Monday, November 17, 2008

Postmodern Universalization and the Logic of Incarnation

Neal DeRoo, a guy I met in April at the Society for Continental Philosophy and Theology conference in Boston, has co-edited with Brian Lightbody a book called The Logic of Incarnation: James K.A. Smith's Critique of Postmodern Religion. Jamie Smith also contributes and responds.

Here's some blurb and endorsements:


"With his Logic of Incarnation, James K. A. Smith has provided a compelling critique of the universalizing tendencies in some strands of postmodern philosophy of religion. A truly postmodern account of religion must take seriously the preference for particularity first evidenced in the Christian account of the incarnation of God. Moving beyond the urge to universalize, which characterizes modern thought, Smith argues that it is only by taking seriously particular differences—historical, religious, and doctrinal—that we can be authentically religious and authentically postmodern.

"Smith remains hugely influential in both academic discourse and church movements. This book is the first organized attempt to bring both of these aspects of Smith’s work into conversation with each other and with him. With articles from an internationally respected group of philosophers, theologians, pastors, and laypeople, the entire range of Smith’s considerable influence is represented here.

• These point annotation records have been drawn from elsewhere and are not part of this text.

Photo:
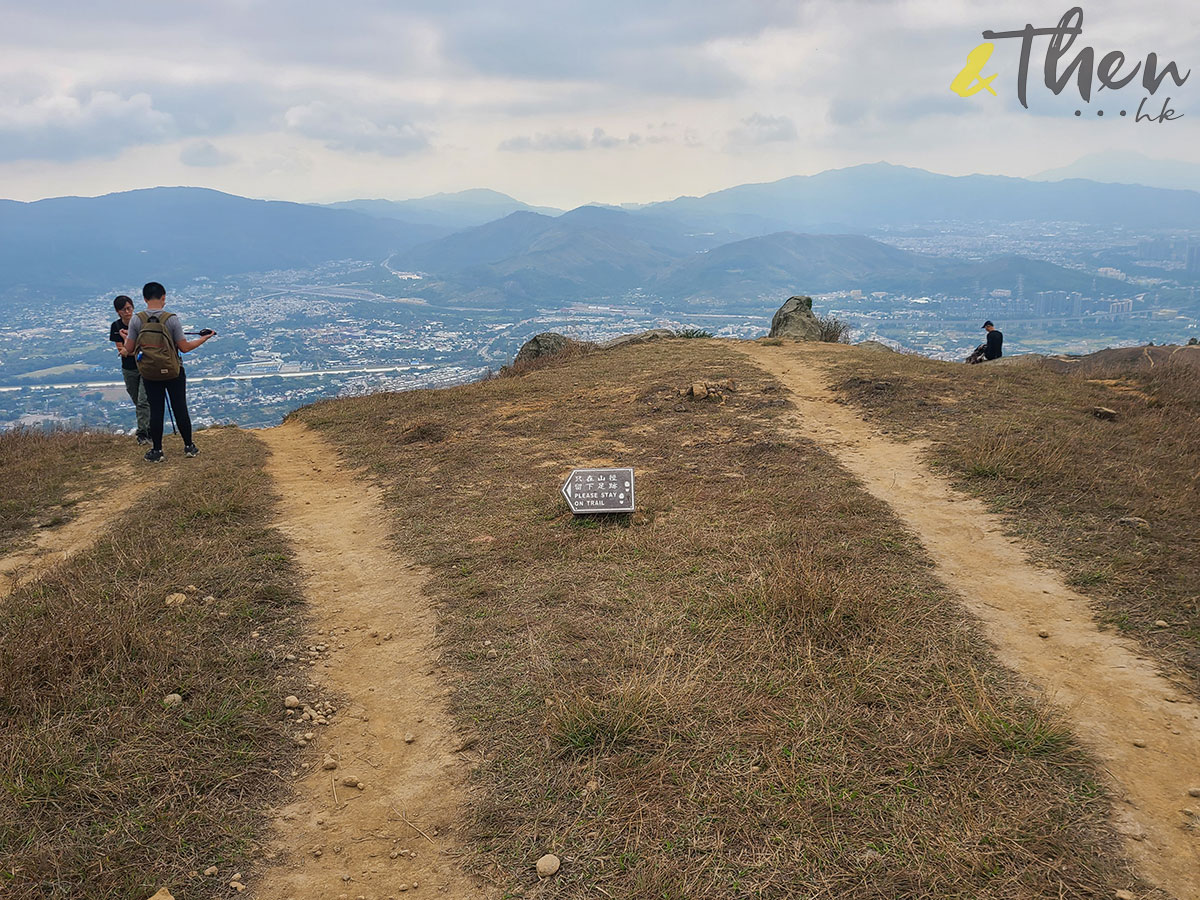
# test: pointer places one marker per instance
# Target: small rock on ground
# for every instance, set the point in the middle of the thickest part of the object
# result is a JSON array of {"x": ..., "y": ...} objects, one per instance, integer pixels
[{"x": 1134, "y": 522}]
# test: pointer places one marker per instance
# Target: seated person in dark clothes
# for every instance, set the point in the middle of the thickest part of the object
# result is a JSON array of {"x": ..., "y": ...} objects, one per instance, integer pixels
[
  {"x": 133, "y": 385},
  {"x": 995, "y": 340},
  {"x": 989, "y": 349}
]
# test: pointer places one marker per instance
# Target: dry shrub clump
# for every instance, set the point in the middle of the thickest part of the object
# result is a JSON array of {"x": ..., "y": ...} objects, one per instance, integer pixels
[
  {"x": 750, "y": 687},
  {"x": 1027, "y": 441},
  {"x": 46, "y": 474},
  {"x": 106, "y": 791},
  {"x": 833, "y": 330},
  {"x": 571, "y": 351}
]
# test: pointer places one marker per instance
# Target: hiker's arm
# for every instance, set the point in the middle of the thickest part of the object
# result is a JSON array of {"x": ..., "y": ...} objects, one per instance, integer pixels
[{"x": 186, "y": 346}]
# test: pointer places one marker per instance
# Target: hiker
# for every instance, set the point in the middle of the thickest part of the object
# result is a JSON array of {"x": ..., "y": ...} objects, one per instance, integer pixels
[
  {"x": 133, "y": 385},
  {"x": 991, "y": 348},
  {"x": 156, "y": 340}
]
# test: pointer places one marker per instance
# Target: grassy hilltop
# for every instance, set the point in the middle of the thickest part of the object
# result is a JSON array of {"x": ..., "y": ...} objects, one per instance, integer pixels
[{"x": 750, "y": 688}]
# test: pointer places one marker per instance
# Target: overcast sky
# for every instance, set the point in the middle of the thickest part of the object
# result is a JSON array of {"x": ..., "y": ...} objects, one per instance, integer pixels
[{"x": 552, "y": 101}]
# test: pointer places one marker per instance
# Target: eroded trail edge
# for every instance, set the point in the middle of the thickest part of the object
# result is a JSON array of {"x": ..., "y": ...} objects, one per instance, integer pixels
[
  {"x": 1145, "y": 733},
  {"x": 91, "y": 517},
  {"x": 391, "y": 731}
]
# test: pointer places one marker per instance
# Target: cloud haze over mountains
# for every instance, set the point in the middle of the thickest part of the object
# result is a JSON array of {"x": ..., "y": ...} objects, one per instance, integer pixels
[{"x": 558, "y": 105}]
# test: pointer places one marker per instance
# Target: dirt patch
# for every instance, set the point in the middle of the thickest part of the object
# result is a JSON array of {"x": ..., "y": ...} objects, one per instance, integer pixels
[
  {"x": 391, "y": 731},
  {"x": 1144, "y": 730},
  {"x": 751, "y": 687}
]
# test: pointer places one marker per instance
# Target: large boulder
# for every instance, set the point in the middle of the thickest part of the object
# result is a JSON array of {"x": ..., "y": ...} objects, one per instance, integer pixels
[
  {"x": 795, "y": 319},
  {"x": 547, "y": 343}
]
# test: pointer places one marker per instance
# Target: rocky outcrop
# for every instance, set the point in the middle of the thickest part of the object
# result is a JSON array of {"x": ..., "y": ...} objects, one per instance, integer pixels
[
  {"x": 547, "y": 343},
  {"x": 654, "y": 334},
  {"x": 795, "y": 319}
]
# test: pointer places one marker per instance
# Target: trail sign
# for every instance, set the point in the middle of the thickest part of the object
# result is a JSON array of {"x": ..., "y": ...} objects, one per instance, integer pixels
[{"x": 599, "y": 491}]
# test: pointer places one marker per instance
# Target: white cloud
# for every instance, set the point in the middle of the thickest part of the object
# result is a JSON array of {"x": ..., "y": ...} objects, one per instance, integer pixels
[
  {"x": 66, "y": 127},
  {"x": 341, "y": 129},
  {"x": 204, "y": 154},
  {"x": 759, "y": 129}
]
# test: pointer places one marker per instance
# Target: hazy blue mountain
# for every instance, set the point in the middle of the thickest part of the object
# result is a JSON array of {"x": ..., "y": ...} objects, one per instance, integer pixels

Discussing questions of embodiment, eschatology, inter-religious dialogue, dogma, and difference, this book opens all the most relevant issues in postmodern religious life to a unique and penetrating critique."

"This volume brilliantly highlights the importance of Smith's logic of incarnation. It amplifies a new and indispensable voice in the postmodern debate." —Richard Kearney, author of The God Who May Be and Strangers, Gods and Monsters

"The Logic of Incarnation offers the reader a helpful overview and critical discussion of James K. A. Smith's engagement with postmodern thought based on Christianity's central mystery: God's becoming human. In critically engaging Deconstruction, the emergent church, and the role of tradition, The Logic of Incarnation introduces the reader to central themes of current thinking on religion that have especially dominated North American discussions, but it also points, particularly in Smith's concluding response to his critics, toward recovering an ancient incarnational thinking whose radical quality—reaching far beyond modernity and postmodernity—lies precisely in recovering the ecclesial and eschatological nature of Christianity."—Jens Zimmermann, author of Recovering Theological Hermeneutics: An Incarnational-Trinitarian Theory of Interpretation

"It is as testament to James K. A. Smith's career that, even at a relatively young age (academically speaking), his work merits an interaction as robust as this book. The Logic of Incarnation will not only introduce many to Smith's important writings, but it will also spur on conversation about these very significant ideas where, indeed, theology, philosophy, and church meet."—Tony Jones, author of The New Christians: Dispatches from the Emergent Frontier

Thursday, November 13, 2008

Workshop on Internet and Study of Religion

Dr. Abby Day (University of Sussex), who did her PhD at Lancaster University on belief in belonging, and Prof. Gordon Lynch (Birkbeck College, University of London) who I met at last year's Religion, Media and Culture conference and whose recent publication, The New Spirituality, has been central to my thesis methodology, have asked me to run a workshop on the Internet and the Study of Religion at Birkbeck next year. The workshop will be part of a study day for students of religion on May 16, run by a postgraduate training network for London and the South-East which was funded by The Higher Education Academy's Subject Centre for Philosophical and Religious Studies.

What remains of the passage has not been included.